On Wed, 25 May 2016 at 15:54 Bart Wyatt <bart.wy...@dsvolition.com> wrote:

> I will give this a shot this morning.
>
>
> Considering this and the other email "Does Kafka connector leverage Kafka
> message keys?" which also ends up talking about hacking around
> KeyedStream's use of a HashPartitioner<>(...) is it worth looking in to
> providing a KeyedStream constructor that uses a ForwardPartitioner?  This
> was what I was going to try this morning until  you gave me a path that
> doesn't involve editing flink code.
>
>
> -Bart
>
>
>
> ------------------------------
> *From:* Aljoscha Krettek <aljos...@apache.org>
> *Sent:* Wednesday, May 25, 2016 4:07 AM
> *To:* user@flink.apache.org
> *Subject:* Re: stream keyBy without repartition
>
> Hi,
> what Kostas said is correct.
>
> You can however, hack it. You would have to manually instantiate a
> WindowOperator and apply it on the non-keyed DataStream while still
> providing a key-selector (and serializer) for state. This might sound
> complicated but I'll try and walk you through the steps. Please let me know
> if anything is unclear, still.
>
> ## Creating the WindowOperator
> This can be copied from WindowedStream.apply(R initialValue,
> FoldFunction<T, R> foldFunction, WindowFunction<R, R, K, W> function,
> TypeInformation<R> resultType):
>
> DataStream<> input = ... // create stream from sources
>
> TypeInformation<R> resultType =
> TypeExtractor.getFoldReturnTypes(foldFunction, input.getType(),
>         Utils.getCallLocationName(), true);
>
> if (foldFunction instanceof RichFunction) {
>     throw new UnsupportedOperationException("FoldFunction of apply can not
> be a RichFunction.");
> }
> if (windowAssigner instanceof MergingWindowAssigner) {
>     throw new UnsupportedOperationException("Fold cannot be used with a
> merging WindowAssigner.");
> }
>
> //clean the closures
> function = input.getExecutionEnvironment().clean(function);
> foldFunction = input.getExecutionEnvironment().clean(foldFunction);
>
> String callLocation = Utils.getCallLocationName();
> String udfName = "WindowedStream." + callLocation;
>
> String opName;
> KeySelector<T, K> keySel = input.getKeySelector();
>
> OneInputStreamOperator<T, R> operator;
>
> FoldingStateDescriptor<T, R> stateDesc = new
> FoldingStateDescriptor<>("window-contents",
>     initialValue,
>     foldFunction,
>     resultType);
>
> opName = "TriggerWindow(" + windowAssigner + ", " + stateDesc + ", " +
> trigger + ", " + udfName + ")";
>
> operator = new WindowOperator<>(windowAssigner,
>
> windowAssigner.getWindowSerializer(getExecutionEnvironment().getConfig()),
>     keySel,
>
> input.getKeyType().createSerializer(getExecutionEnvironment().getConfig()),
>     stateDesc,
>     new InternalSingleValueWindowFunction<>(function),
>     trigger);
>
> SingleOutputStreamOperator<> result = return input.transform(opName,
> resultType, operator);
>
> ## Setting the KeySelector/Serializer for the state
> This can be copied from KeyedStream.transform:
>
> OneInputTransformation<T, R> transform = (OneInputTransformation<T, R>)

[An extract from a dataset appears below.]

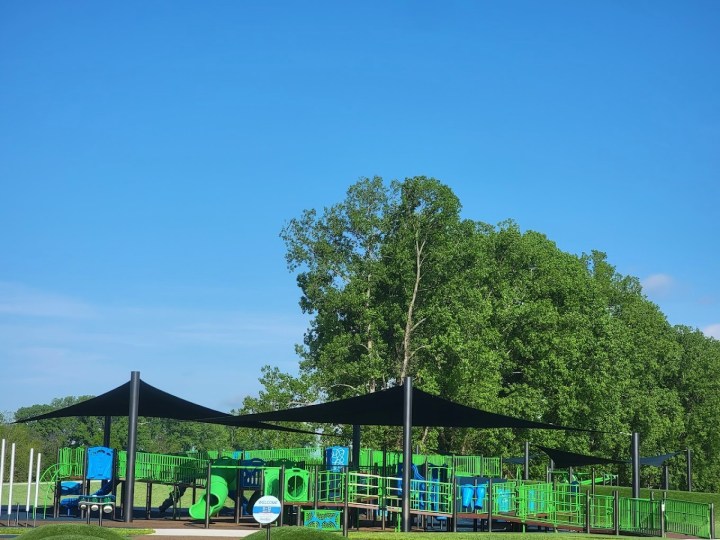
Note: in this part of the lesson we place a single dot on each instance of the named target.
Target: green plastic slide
(221, 482)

> returnStream.getTransformation();
> transform.setStateKeySelector(keySelector); // this would be your
> KeySelector
> transform.setStateKeyType(keyType); // this would be a TypeInformation for
> your key type
>
> now, "result" should be your pre-combined data that was not shuffled. On
> this you can key by your other type and instantiate a WindowOperator in the
> normal way.
>
> Cheers,
> Aljoscha
>
>
> On Tue, 24 May 2016 at 17:45 Kostas Kloudas <k.klou...@data-artisans.com>
> wrote:
>
>> Hi Bart,
>>
>> From what I understand, you want to do a partial (per node) aggregation
>> before shipping the result
>> for the final one at the end. In addition, the keys do not seem to change
>> between aggregations, right?
>>
>> If this is the case, this is the functionality of the Combiner in batch.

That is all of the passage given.